- Published on
LangChain and LlamaIndex: Building LLM Applications
- Authors

- Name
- Jared Chung
Introduction
Building LLM applications from scratch requires implementing chains, memory, document loading, vector storage, and more. LangChain and LlamaIndex are frameworks that provide these building blocks, saving weeks of development time.
But which should you use? They overlap significantly but have different philosophies:
- LangChain is a general-purpose orchestration framework for any LLM workflow
- LlamaIndex is focused specifically on connecting LLMs with your data
This guide helps you understand both frameworks and choose the right one for your project.
Understanding the Frameworks
LangChain: The Swiss Army Knife
LangChain's philosophy is flexibility. It provides primitives for:
- Models: Unified interface to any LLM (OpenAI, Anthropic, local models)
- Prompts: Template management and composition
- Chains: Sequences of operations
- Memory: Conversation history management
- Agents: LLMs that can use tools and make decisions
- Callbacks: Logging, streaming, and monitoring
The learning curve is steeper because there's more to learn, but you can build anything.

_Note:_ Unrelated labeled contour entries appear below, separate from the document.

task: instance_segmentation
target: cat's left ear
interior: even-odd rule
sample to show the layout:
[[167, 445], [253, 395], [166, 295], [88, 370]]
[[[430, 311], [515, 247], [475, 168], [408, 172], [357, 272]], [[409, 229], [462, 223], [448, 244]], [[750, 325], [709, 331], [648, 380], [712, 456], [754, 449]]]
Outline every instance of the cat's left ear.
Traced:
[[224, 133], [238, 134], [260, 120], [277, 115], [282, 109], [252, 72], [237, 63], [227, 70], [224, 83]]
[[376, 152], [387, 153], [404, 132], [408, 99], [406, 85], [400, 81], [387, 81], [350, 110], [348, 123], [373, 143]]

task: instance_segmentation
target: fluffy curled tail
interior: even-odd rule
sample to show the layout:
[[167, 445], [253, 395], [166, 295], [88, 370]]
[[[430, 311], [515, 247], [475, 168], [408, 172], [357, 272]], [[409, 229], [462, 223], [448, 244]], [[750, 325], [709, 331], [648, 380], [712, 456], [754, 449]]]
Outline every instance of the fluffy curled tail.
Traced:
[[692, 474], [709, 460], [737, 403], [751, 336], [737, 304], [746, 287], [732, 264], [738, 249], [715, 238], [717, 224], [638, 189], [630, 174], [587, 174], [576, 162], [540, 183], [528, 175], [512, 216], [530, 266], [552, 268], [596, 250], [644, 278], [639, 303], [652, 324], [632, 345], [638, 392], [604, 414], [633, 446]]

LlamaIndex: The Data Expert
LlamaIndex's philosophy is simplicity for data-centric applications. It excels at:
- Data Connectors: Load from 160+ sources (Notion, Slack, databases, etc.)
- Index Structures: Different ways to organize data for retrieval
- Query Engines: Sophisticated retrieval and response synthesis
- Node Processing: Transform and filter retrieved content
For RAG applications, LlamaIndex often requires less code.
When to Use Each
| Use Case | Recommended | Why |
|---|---|---|
| Simple Q&A over documents | LlamaIndex | Purpose-built, less code |
| Complex multi-step agents | LangChain | Better agent framework |
| Chatbot with memory | LangChain | Robust memory options |
| Multiple data sources | LlamaIndex | 160+ connectors |
| Custom LLM workflows | LangChain | LCEL composition |
| Production RAG | Both | Use together for full power |
Core Concepts
LangChain Expression Language (LCEL)
LCEL is LangChain's declarative way to compose chains using the pipe operator:
from langchain_openai import ChatOpenAI
from langchain_core.prompts import ChatPromptTemplate
from langchain_core.output_parsers import StrOutputParser
# Create components
prompt = ChatPromptTemplate.from_template("Explain {topic} simply")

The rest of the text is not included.